Can I still apply for the NHR program in Portugal in 2025?

No. The last day to apply for the original NHR program was March 31, 2025. No new applications are being accepted. If you didn’t apply by then, you cannot get NHR status. The only exception is if you were already in the process before the deadline and submitted all documents on time.

Do I pay tax on crypto gains in Portugal if I hold for over a year?

Yes, but only if the asset is classified as a security or held outside the European Economic Area (EEA). For most cryptocurrencies like Bitcoin and Ethereum held in EU-based wallets, gains after 365 days are completely tax-free. This applies whether you’re under NHR or not.

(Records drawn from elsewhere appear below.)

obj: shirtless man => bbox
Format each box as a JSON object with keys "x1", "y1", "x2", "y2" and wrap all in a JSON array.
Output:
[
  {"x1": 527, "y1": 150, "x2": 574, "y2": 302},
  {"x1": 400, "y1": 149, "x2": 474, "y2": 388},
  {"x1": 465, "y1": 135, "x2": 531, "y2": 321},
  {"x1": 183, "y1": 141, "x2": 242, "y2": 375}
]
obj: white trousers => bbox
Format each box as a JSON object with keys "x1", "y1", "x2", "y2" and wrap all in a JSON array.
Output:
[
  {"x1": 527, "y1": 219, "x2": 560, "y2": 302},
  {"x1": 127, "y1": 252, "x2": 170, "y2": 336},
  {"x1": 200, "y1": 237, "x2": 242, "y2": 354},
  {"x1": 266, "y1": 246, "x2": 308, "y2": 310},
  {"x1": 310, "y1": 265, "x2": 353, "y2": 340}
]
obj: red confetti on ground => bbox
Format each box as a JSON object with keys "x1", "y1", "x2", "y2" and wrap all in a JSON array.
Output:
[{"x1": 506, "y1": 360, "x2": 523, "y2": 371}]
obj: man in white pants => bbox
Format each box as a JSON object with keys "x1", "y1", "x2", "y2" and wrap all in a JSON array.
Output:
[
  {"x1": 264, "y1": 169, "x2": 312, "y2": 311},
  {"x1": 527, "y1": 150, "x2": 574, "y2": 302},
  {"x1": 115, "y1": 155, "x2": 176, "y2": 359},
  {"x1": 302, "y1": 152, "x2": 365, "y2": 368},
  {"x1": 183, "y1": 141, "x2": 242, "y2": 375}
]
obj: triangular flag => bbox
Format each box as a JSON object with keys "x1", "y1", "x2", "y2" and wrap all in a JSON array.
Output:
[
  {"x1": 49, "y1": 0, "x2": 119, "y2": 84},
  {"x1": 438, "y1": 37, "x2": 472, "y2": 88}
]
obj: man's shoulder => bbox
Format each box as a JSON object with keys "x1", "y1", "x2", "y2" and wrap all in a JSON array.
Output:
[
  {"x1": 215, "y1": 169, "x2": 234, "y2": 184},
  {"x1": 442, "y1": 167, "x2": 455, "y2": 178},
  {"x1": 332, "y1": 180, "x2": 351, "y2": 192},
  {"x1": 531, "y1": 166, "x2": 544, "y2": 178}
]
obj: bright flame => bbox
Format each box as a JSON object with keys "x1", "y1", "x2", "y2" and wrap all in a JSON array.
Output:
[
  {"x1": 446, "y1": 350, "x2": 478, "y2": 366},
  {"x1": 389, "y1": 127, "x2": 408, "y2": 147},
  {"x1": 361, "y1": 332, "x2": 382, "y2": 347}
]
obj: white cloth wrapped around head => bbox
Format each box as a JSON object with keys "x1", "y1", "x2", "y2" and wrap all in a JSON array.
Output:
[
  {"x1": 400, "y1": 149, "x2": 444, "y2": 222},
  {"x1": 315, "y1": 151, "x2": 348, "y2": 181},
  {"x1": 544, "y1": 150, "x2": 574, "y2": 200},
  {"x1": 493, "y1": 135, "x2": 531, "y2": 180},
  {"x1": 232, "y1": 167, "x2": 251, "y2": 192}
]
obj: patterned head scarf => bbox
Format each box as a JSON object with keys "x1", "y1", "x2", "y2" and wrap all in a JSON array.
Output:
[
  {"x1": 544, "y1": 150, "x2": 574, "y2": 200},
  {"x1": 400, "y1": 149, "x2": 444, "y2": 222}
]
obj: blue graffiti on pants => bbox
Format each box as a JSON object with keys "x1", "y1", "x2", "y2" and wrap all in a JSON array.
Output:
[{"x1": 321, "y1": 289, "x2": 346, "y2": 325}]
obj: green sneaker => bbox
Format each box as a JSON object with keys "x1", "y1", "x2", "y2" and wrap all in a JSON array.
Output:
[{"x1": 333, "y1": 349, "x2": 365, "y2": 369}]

Is staking crypto taxed in Portugal?

Yes. Staking rewards, lending income, and airdrops are all treated as ordinary income and taxed at 28%, regardless of how long you’ve held the asset. This applies to everyone, even existing NHR holders.

Can I use the NHR program if I’m a U.S. citizen?

You can apply for NHR as a U.S. citizen if you qualified before March 2025. But you still owe taxes to the IRS. Portugal doesn’t tax your crypto gains if you held them over a year, but the IRS does - no matter where you live. You’ll need to file U.S. taxes and may need to claim foreign tax credits to avoid double taxation.

What’s the difference between NHR and IFICI?

NHR was open to almost any foreign resident - retirees, remote workers, crypto traders. IFICI is only for people in scientific research, tech development, or highly qualified professions. Crypto traders who aren’t employed by a tech company usually don’t qualify. IFICI keeps the 20% flat tax rate but only for approved income types.

Do I need to spend 183 days in Portugal to qualify for tax residency?

Yes, unless you have a permanent home in Portugal that you use as your main residence. Simply owning property isn’t enough. You need to prove you live there - through utility bills, rental contracts, bank statements, or other documents showing your center of life is in Portugal.

Are crypto-to-crypto trades taxed in Portugal?

No. Swapping Bitcoin for Ethereum, or Ethereum for USDC, is not a taxable event in Portugal. You only pay tax when you convert crypto to euros or another fiat currency. But you must still track these trades to prove your original purchase date and holding period.

What happens if I don’t file my Portuguese tax return?

You risk fines, penalties, and loss of tax residency status. Portugal requires all tax residents to file annual returns declaring worldwide income. If you don’t file, the tax authority can retroactively assess taxes, charge interest, and even revoke your NIF. It’s not optional - it’s mandatory.

2 Comments:
  • ashi chopra
    ashi chopra December 3, 2025 AT 02:41

    Just moved to Lisbon last month and I’m already loving the vibe. The cafes, the ocean, the fact that my Bitcoin just hit 366 days and I didn’t pay a cent in tax - it’s surreal. I thought I’d be stuck with paperwork hell, but the system’s actually clean if you keep records. No drama, no surprises.

  • alex bolduin
    alex bolduin December 4, 2025 AT 17:49

    Portugal’s crypto tax rules are one of the few things in this world that still make sense. Hold for a year, no tax. Swap coins all day, no tax. Only pay when you turn it into euros. It’s not a loophole, it’s just logic. Why should you pay tax on an asset that hasn’t even left your wallet?